La faute à Grégoire de Tours



Que connaîtrait-on de l’histoire mérovingienne sans Grégoire de Tours (vers 539-vers 594) ? Le brave évêque serait pourtant surpris de l’usage que l’on fait de son œuvre majeure, les Dix livres d’histoires. Il conçoit en effet son travail comme une chronique universelle débutant à la création du monde. Et voilà qu’un copiste du VII° siècle tronque son texte pour faire commencer la narration avec Clovis. Pire encore, la tradition manuscrite change le titre initial en Histoire des Francs. Dès lors, le sens du récit est bouleversé : dans les anecdotes fustigeant les vices de tous les puissants, on croit voir une dénonciation des Mérovingiens.

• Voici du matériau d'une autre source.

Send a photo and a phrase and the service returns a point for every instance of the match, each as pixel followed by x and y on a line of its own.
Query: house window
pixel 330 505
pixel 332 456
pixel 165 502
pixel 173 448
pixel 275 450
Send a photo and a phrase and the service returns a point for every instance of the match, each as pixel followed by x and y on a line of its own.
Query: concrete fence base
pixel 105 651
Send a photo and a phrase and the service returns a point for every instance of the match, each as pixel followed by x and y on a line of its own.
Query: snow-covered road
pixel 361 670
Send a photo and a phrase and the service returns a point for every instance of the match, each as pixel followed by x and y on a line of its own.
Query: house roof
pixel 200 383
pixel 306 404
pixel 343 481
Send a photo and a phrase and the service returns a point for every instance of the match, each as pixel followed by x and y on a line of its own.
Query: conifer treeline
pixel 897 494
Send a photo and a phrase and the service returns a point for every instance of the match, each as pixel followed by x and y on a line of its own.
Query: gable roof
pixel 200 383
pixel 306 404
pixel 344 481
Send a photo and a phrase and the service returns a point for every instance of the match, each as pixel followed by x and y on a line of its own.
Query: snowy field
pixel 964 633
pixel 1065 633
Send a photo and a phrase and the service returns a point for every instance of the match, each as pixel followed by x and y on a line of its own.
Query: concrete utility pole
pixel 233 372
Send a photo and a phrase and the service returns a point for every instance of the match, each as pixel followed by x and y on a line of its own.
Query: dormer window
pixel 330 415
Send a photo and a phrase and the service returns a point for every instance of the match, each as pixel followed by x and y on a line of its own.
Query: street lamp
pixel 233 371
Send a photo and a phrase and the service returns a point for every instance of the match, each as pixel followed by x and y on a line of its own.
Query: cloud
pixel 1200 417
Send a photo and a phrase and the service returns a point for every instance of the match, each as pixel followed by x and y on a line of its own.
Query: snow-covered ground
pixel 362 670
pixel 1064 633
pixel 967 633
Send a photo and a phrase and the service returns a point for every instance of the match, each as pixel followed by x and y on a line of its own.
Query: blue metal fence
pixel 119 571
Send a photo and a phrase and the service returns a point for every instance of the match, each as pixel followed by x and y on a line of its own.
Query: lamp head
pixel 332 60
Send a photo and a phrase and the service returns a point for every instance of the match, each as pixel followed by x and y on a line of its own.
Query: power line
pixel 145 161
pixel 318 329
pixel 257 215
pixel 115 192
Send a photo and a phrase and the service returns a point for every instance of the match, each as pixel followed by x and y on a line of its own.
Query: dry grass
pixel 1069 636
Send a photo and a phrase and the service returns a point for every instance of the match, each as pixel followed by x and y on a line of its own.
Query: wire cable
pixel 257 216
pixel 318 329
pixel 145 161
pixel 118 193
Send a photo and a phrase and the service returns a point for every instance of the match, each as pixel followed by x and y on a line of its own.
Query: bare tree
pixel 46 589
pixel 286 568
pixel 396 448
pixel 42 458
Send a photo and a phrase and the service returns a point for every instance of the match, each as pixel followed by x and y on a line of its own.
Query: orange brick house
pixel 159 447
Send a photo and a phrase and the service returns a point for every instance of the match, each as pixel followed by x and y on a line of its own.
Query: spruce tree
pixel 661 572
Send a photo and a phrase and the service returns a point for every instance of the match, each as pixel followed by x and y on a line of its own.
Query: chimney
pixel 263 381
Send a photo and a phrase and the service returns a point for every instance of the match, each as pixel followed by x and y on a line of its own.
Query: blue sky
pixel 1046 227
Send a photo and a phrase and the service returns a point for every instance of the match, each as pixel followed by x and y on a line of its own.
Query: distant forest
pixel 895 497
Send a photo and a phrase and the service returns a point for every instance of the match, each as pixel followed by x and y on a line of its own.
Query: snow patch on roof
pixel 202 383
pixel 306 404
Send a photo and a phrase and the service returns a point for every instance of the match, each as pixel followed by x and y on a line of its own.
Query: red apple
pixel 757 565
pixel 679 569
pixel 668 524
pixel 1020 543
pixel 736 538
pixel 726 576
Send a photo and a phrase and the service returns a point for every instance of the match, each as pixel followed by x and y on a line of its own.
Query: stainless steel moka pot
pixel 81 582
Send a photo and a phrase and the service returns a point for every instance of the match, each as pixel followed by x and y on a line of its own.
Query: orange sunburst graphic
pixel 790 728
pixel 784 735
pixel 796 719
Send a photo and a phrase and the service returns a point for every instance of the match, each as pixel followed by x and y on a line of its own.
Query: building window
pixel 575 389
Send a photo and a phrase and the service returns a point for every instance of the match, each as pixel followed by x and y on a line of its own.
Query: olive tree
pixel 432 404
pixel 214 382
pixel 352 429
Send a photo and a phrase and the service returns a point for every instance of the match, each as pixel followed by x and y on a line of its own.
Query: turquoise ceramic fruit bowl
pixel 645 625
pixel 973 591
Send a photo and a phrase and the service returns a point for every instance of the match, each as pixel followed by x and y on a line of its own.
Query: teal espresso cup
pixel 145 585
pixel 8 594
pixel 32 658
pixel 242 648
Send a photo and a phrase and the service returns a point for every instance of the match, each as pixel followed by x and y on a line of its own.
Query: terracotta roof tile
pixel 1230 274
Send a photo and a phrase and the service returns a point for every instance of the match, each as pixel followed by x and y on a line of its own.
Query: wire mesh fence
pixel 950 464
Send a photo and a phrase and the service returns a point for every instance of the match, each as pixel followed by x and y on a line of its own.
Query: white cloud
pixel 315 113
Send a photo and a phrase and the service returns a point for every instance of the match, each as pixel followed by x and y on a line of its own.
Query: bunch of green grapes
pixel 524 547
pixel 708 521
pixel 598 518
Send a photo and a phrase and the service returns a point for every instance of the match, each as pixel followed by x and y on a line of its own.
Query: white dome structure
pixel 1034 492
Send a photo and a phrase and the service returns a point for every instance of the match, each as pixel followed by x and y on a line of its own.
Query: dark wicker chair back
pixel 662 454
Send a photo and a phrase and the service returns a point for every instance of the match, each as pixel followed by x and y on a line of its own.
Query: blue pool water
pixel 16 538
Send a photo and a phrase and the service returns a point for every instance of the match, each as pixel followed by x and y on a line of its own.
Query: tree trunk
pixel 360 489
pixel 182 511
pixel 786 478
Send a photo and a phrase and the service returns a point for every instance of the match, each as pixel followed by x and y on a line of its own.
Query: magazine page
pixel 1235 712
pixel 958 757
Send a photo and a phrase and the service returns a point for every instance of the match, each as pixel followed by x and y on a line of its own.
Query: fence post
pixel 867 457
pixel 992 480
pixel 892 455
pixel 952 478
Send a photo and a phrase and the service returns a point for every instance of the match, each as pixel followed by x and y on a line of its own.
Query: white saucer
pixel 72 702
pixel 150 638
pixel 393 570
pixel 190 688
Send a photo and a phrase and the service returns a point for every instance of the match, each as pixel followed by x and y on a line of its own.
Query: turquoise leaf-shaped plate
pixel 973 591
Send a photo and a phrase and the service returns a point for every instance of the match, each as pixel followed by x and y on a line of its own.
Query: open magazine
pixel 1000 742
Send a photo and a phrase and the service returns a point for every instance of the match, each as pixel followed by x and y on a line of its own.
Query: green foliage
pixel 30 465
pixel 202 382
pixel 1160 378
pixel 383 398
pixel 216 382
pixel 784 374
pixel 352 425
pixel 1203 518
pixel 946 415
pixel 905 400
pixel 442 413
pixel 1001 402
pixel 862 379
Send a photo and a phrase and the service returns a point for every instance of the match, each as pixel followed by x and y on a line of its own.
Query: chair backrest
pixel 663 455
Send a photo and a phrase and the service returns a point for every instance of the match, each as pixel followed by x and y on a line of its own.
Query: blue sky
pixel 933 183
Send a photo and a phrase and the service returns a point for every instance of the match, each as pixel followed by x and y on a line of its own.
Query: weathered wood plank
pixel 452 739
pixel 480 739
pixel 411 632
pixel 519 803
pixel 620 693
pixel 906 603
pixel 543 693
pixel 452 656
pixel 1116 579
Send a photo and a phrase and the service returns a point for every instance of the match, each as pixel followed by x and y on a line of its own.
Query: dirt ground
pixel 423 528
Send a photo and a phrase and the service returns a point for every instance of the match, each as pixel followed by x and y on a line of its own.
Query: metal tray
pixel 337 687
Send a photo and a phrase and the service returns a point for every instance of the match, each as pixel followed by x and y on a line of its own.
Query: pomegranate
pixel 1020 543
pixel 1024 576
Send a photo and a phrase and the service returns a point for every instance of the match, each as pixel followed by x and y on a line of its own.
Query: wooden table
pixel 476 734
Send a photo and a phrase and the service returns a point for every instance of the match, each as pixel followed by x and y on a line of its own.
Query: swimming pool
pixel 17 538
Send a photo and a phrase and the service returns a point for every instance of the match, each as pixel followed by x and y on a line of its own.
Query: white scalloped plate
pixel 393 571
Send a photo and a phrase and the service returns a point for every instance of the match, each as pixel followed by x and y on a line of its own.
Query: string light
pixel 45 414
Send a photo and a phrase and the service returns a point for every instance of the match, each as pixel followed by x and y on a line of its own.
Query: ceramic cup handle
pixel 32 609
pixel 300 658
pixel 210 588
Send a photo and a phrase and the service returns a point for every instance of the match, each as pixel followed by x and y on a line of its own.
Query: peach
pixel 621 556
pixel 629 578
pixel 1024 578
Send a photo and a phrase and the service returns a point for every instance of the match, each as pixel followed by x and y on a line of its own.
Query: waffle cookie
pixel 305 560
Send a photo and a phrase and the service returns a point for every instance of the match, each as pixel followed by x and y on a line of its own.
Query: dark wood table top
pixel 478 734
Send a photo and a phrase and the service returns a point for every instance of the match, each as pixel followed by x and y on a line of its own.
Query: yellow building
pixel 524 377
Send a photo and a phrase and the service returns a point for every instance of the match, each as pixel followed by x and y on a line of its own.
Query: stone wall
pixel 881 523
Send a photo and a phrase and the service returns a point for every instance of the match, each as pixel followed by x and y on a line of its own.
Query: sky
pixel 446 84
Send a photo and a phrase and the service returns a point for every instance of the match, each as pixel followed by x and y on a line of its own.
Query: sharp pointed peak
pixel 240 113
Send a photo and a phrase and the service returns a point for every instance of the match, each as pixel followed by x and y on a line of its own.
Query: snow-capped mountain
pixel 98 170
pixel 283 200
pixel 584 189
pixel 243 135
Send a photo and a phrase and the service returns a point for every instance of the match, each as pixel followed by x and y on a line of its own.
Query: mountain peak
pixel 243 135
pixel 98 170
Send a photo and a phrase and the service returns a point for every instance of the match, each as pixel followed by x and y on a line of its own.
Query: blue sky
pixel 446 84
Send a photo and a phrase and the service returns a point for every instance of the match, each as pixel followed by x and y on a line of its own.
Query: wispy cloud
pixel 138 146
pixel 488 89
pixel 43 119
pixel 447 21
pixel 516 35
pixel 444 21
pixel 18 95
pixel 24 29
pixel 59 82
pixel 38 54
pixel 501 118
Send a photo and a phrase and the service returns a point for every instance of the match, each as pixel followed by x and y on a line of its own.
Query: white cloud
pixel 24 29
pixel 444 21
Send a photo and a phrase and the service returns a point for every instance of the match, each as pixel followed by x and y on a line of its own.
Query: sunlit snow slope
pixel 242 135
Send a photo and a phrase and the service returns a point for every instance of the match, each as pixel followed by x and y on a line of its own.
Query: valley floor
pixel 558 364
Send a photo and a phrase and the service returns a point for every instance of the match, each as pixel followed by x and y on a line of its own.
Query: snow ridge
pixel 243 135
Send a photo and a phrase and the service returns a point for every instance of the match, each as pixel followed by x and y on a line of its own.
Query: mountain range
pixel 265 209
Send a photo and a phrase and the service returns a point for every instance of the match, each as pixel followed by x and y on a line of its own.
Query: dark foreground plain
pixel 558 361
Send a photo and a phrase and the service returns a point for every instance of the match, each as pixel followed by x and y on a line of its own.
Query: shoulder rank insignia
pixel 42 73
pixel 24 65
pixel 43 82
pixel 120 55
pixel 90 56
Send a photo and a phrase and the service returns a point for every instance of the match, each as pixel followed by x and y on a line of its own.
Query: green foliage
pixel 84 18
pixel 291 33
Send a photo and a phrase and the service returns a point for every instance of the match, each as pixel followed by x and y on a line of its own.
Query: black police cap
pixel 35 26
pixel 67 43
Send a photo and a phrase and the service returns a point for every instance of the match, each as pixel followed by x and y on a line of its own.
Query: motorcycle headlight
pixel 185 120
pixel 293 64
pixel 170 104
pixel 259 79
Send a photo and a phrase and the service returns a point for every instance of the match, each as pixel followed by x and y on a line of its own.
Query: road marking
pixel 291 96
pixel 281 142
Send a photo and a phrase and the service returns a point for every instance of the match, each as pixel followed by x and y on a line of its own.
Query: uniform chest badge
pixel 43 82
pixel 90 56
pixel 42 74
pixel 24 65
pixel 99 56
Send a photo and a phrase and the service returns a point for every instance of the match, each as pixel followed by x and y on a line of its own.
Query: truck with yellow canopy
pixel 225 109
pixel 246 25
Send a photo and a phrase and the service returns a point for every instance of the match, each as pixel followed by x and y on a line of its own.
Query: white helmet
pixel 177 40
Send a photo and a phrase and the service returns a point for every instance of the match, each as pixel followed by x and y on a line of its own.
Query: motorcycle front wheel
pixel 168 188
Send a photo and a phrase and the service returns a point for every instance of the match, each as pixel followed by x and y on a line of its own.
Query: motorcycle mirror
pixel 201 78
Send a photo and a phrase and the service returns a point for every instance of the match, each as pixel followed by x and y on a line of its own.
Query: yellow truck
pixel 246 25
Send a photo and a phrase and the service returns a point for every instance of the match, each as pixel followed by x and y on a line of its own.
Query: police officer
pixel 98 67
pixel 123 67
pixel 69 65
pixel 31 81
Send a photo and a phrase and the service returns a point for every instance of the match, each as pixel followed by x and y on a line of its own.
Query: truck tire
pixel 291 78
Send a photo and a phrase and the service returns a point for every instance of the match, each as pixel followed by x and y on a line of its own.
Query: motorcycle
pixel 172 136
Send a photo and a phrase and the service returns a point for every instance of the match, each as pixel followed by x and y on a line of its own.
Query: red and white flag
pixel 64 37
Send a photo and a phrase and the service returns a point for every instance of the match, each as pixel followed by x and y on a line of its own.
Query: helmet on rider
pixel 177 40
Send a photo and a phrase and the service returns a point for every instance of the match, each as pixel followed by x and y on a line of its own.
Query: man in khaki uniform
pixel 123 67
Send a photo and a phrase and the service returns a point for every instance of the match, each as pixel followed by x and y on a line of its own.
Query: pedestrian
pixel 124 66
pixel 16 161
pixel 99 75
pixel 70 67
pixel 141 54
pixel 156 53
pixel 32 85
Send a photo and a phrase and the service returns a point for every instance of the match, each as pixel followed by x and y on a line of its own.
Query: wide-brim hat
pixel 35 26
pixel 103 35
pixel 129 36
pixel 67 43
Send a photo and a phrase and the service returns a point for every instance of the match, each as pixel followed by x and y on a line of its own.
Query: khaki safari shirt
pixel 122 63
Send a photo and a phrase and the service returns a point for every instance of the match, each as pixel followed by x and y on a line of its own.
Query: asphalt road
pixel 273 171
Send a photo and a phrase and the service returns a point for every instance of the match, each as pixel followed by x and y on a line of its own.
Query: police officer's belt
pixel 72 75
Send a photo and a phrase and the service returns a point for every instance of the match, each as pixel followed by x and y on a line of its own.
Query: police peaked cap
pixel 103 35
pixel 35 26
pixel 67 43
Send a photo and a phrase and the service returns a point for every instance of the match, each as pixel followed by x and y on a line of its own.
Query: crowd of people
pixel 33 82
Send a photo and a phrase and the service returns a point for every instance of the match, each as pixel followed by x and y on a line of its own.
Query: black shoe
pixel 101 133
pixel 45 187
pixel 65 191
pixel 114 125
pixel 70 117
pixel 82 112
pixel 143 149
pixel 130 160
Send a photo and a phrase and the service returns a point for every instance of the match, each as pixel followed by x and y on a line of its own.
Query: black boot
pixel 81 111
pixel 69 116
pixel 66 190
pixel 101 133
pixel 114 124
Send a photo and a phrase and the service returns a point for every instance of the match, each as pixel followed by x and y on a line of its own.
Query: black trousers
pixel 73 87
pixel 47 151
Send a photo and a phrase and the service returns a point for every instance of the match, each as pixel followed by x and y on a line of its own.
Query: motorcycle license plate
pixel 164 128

Vers 730, un auteur résidant dans la région de Soissons entreprend de rédiger un bref Livre de l’histoire des Francs. Il s’inspire certes de Grégoire de Tours, mais il n’en retient que les passages les plus sanglants. Et pour donner du piment à son récit, il rajoute des passages salaces. Evidemment, sous Charles Martel, on peut se permettre de maltraiter l’image des Mérovingiens. Le Livre de l’histoire des Francs connaît une immense diffusion au Moyen Age. Ce best-seller dépourvu de subtilité influence tous les auteurs postérieurs. Peu avant l’An Mil, Aimoin de Fleury s’inspire encore de ce pamphlet pour composer sa monumentale Histoire des Francs. Or, lorsque, dans les années 1250, le moine Primat reçoit de Saint Louis l’ordre de composer les Grandes chroniques de France, il emprunte à Aimoin ses passages sur les Mérovingiens. Les inventions d’un joyeux fantaisiste des années 730 font ainsi leur entrée dans le monument historique de la monarchie française.

Grégoire de Tours

Jusqu’au XVIII° siècle, personne ne songe à mettre en doute la vérité des Grandes chroniques. A l’occasion, on réhabilite Clovis ou Brunehaut, mais l’idée de la profonde nullité intellectuelle des Mérovingiens est durablement enracinée. Louis XIV a par exemple un tel mépris des « rois fainéants » que, lorsque les Habsbourg lui offrent le trésor funéraire de Childéric, il le fait remiser dans le cabinet.

Au début du XIX° siècle, les Francs reviennent à la mode, mais les sources ne sont pas pour autant renouvelées. Chateaubriand chante la gloire du roi Pharamond… en oubliant que ce Mérovingien-là n’a jamais existé ailleurs que dans la fertile imagination de l’auteur du Livre des l’Histoire des Francs. Dans les années 1830 et 1840, Augustin Thierry publie également ses Récits des temps mérovingiens ; plus proche des sources, il insiste toutefois de la sauvagerie de la dynastie, en rajoutant au besoin quelques consonnes rugueuses aux noms propres. 

On redécouvre depuis une quinzaine d’années le véritable texte de Grégoire de Tours. S’il modifie la chronologie, voire ment sciemment pour soutenir des visées confessionnelles, le chroniqueur reste scrupuleux jusque dans le mensonge : il évoque des rumeurs contraires à son récit ou laisse subsister dans sa narration quelques détails troubles qui viennent jeter le doute sur l’interprétation de scènes apparemment univoques. En s’attachant à des personnages secondaires et en les croquant avec des traits incisifs, les Dix livres d’histoires brossent une peinture tout aussi efficace qu’une grande synthèse.


Bruno Dumézil, article « Le bon temps des rois mérovingiens », revue l’Histoire n°358, Novembre 2010, page 43.